Several decades ago, I began asking my clinical clients to describe what makes them valuable, important, and worthy of appreciation. Most conflated value with entitlement, privilege, possessions, money, or popularity, thus revealing a primary target of treatment.
The secret is being “valuable” or able to value. Creating value makes us valuable, making people and things important and worthy of appreciation, time, effort, and protection. Value is created in the human brain and flows outward to share with others.
To Value or Devalue
We always have a choice to value or devalue, although we typically make the choice unconsciously.
To value someone or something is to hold that person, thing, or animal as important and worthy of appreciation, time, effort, and protection.
The valued emotions are interest, appreciation, affection, love, joy, and awe. Valuing feelings makes us want to experience the valued person or thing more. Pride is a self-valuing feeling.
To devalue someone or something is to regard that person or thing as an ego threat or as unimportant and unworthy of appreciation and protection. Devaluing makes us want to avoid or attack.
The devaluing emotions are anger, resentment, hate, contempt, and disgust. Anger, resentment, and hate make us want to neutralize the perceived threat, if not destroy it. Contempt makes us act superior to the person posing the threat. Disgust makes us want to avoid or get rid of it.

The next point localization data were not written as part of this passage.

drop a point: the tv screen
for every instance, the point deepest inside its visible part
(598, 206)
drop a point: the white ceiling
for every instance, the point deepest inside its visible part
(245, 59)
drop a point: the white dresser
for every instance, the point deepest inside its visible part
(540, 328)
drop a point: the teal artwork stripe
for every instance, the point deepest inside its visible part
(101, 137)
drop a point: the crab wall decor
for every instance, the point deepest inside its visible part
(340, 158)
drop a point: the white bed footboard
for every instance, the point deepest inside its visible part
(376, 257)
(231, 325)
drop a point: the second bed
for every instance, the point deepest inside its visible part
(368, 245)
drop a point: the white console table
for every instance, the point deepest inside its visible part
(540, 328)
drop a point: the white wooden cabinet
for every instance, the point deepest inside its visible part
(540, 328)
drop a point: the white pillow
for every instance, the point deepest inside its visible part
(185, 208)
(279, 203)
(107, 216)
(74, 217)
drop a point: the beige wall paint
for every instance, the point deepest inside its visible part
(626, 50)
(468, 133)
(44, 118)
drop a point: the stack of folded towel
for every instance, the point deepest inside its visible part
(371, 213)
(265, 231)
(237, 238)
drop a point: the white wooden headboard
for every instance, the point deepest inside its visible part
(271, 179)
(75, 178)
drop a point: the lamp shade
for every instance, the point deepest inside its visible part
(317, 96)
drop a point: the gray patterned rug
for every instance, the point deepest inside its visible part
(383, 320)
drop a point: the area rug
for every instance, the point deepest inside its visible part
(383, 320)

Self-devaluing feelings are guilt (for violating values), shame (for failing at relationships or tasks), and sorrow (loss of someone or something of value).
Effects of Valuing
Creating value gives life meaning and purpose. It increases the capacity to learn, improve, and grow. When we create value, we feel authentic and hopeful.
The experience of valuing provides a heightened sense of well-being and vitality. We feel more alive looking at a beautiful sunset, feeling connected to a loved one, feeling genuine compassion for another person, having a spiritual experience, appreciating something creative, and feeling a sense of community or commitment to a cause.
Effects of Devaluing
Frequent devaluing creates a sense of inauthenticity; we’re clear on what we’re against but not so clear on what we stand for. It fills our lives with insults, threats, pain, exhaustion, boredom, self-obsession, anxiety, or cynical depression. It impairs the ability to create value and meaning. It increases performance errors, lowers frustration tolerance, and diminishes physical and sexual attractiveness. It puts us at risk of heart disease, stroke, cancer, hypertension, colds, flu, headaches, stomachaches, muscle aches, alcoholism, drug addiction, impulsivity, and compulsive behavior like workaholism and sexual acting out. Unabated, it leads to burnout or hopelessness.
Devaluing almost always evokes reciprocal responses from others. Anger and resentment breed anger and resentment. Expressing or implying hate increases hate, as does hating those who hate.
Just as we raise self-value by valuing others, we lower it by devaluing others.
We always have a choice to value or devalue.
As an exercise, write in long hand what makes you valuable.